Argentina Urges Iran To Allow Trials for Bombings
This article is from the archive of The New York Sun before the launch of its new website in 2022. The Sun has neither altered nor updated such articles but will seek to correct any errors, mis-categorizations or other problems introduced during transfer.
Buenos Aires — President Fernandez de Kirchner of Argentina called on Iran to extradite five former officials to stand trial for a 1994 bombing of a Jewish community center in Buenos Aires that killed 85 people and injured 150.
Former Intelligence Minister Ali Fallahian, four other Iranians, and one Lebanese member of Hezbollah are wanted by Argentina for the attack on the AMIA Jewish center. The bombing was the worst terrorist attack on a Jewish target outside Israel since World War II.
“I ask Iran to please allow Argentine justice to judge, in public and transparent trials with all the guarantees of a democratic system, those citizens who stand accused,” Ms. Fernandez said during a speech to the United Nations General Assembly in New York.
International police agency Interpol has called for the arrest of the suspects and placed them on a watch list. Iranian representatives to Interpol said in November that the suspects weren’t involved in the bombing, the country’s official news agency, Irna, reported.
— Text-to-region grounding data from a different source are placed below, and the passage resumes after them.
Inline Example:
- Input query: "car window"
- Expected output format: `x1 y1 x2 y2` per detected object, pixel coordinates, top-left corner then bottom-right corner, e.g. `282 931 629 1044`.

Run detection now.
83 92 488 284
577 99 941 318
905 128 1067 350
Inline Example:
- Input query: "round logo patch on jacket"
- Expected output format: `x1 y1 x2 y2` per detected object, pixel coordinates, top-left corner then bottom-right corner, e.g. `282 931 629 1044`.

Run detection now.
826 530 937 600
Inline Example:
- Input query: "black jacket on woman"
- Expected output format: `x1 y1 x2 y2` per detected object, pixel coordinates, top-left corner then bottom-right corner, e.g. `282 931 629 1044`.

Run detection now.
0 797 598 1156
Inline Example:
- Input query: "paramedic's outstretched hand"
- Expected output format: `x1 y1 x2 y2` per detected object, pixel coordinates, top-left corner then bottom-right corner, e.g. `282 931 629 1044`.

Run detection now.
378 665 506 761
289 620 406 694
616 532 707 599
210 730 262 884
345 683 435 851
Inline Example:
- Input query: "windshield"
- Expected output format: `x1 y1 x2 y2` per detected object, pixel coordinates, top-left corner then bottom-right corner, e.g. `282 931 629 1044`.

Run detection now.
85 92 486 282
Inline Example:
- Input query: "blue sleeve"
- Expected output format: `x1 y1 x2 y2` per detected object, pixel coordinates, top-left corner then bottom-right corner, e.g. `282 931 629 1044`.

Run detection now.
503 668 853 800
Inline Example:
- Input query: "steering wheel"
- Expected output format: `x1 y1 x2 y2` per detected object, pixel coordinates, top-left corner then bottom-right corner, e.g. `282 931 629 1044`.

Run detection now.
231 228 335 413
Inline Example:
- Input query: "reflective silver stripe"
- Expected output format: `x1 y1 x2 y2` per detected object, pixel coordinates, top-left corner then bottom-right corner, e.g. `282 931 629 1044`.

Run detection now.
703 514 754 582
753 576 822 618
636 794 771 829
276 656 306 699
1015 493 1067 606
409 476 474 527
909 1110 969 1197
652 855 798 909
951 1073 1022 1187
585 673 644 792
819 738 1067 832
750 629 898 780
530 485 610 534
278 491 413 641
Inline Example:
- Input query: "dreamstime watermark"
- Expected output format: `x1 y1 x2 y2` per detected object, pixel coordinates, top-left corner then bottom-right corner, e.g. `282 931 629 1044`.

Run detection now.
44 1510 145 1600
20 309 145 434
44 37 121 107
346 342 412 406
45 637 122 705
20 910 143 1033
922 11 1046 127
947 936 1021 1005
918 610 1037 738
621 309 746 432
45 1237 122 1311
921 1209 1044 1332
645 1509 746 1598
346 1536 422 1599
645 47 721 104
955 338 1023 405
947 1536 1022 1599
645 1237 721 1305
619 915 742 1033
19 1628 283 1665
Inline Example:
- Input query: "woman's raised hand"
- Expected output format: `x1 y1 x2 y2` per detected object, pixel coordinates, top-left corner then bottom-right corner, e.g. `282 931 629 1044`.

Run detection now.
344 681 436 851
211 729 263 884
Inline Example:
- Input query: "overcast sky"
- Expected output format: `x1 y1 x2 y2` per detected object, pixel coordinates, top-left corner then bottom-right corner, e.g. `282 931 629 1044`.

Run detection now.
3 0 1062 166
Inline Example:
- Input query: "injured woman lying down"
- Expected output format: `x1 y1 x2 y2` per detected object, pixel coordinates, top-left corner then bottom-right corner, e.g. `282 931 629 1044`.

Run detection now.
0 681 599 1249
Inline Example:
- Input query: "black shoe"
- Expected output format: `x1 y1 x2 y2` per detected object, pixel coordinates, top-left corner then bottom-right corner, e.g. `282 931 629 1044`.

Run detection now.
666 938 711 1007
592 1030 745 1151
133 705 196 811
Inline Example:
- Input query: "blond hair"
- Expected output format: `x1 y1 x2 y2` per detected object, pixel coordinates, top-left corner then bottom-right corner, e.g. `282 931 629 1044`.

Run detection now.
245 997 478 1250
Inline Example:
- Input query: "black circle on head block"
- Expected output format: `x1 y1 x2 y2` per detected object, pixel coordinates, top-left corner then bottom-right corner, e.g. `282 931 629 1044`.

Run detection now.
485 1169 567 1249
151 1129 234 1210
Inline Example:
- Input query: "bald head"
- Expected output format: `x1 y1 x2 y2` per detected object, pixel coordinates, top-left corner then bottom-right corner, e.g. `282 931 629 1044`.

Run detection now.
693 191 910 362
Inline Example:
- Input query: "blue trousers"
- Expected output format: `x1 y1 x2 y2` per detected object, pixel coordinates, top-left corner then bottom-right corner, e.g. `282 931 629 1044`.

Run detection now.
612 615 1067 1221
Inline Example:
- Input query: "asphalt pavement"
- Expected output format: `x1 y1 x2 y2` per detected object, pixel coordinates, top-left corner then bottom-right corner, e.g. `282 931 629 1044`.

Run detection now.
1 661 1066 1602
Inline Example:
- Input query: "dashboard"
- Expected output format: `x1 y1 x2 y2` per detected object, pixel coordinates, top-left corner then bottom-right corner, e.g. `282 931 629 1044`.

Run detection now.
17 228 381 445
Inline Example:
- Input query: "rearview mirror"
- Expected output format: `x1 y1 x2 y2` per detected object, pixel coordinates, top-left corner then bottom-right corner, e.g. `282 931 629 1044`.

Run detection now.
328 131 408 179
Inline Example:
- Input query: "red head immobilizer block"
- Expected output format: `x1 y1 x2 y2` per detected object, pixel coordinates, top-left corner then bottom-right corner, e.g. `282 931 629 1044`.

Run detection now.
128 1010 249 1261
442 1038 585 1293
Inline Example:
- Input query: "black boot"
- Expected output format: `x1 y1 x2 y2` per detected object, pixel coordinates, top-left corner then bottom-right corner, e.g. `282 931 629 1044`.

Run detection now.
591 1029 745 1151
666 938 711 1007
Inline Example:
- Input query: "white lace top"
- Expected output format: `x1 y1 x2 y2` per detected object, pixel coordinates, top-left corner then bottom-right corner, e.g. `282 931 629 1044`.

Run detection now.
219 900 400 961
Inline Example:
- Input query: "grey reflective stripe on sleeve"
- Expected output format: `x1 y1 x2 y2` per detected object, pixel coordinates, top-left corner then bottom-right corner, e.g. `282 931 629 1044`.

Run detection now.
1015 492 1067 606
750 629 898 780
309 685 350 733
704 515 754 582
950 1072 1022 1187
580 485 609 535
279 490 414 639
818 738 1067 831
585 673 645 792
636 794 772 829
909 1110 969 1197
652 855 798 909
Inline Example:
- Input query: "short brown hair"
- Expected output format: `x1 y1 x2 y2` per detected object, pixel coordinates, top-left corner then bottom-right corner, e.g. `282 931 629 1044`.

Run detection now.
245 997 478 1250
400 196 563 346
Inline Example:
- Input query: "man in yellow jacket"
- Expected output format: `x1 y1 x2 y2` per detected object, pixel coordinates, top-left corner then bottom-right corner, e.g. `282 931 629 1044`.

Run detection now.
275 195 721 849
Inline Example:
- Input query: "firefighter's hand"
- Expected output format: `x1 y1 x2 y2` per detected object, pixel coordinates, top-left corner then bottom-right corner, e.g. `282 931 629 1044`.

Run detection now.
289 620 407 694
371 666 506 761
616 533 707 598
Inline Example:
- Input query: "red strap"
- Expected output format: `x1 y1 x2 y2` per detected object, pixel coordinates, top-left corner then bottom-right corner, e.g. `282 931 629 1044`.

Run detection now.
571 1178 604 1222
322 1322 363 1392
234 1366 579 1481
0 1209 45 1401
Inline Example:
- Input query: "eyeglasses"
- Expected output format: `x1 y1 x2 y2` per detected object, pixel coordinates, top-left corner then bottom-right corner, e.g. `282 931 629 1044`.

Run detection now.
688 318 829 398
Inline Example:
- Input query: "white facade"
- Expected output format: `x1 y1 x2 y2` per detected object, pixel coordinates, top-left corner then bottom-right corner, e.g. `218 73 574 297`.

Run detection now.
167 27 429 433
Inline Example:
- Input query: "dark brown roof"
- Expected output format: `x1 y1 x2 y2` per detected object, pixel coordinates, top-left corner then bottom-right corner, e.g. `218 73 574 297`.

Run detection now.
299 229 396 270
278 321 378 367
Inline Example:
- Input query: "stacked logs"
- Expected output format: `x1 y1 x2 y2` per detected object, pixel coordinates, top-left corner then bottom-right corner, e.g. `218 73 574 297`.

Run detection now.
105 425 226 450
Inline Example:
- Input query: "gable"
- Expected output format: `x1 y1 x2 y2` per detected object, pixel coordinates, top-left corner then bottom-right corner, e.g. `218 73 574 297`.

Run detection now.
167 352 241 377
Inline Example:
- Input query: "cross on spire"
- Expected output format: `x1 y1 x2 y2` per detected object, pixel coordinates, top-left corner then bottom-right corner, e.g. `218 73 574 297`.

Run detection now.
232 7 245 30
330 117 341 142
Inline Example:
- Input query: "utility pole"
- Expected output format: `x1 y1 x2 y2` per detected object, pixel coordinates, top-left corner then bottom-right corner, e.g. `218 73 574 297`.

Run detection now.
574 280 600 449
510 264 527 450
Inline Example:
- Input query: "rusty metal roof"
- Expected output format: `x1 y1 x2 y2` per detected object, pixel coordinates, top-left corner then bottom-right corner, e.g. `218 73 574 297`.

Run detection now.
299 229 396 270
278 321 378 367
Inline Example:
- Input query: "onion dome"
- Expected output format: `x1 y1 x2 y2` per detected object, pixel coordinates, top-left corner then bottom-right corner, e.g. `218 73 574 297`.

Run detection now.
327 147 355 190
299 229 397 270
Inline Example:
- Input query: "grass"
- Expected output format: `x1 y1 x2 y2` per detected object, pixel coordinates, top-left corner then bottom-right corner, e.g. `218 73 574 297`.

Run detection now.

Iran last year summoned five Argentine nationals to appear in court, including former Interior Minister Carlos Corach and Judge Juan Jose Galeano for orchestrating a “scenario to implicate Iran” in the bombing. Interpol isn’t seeking the arrest or extradition of the five Argentines, according to its Web site.
The AMIA attack came two years after a car bomb exploded at the Israeli Embassy in Buenos Aires, killing 29 people. No one has been convicted in either attack.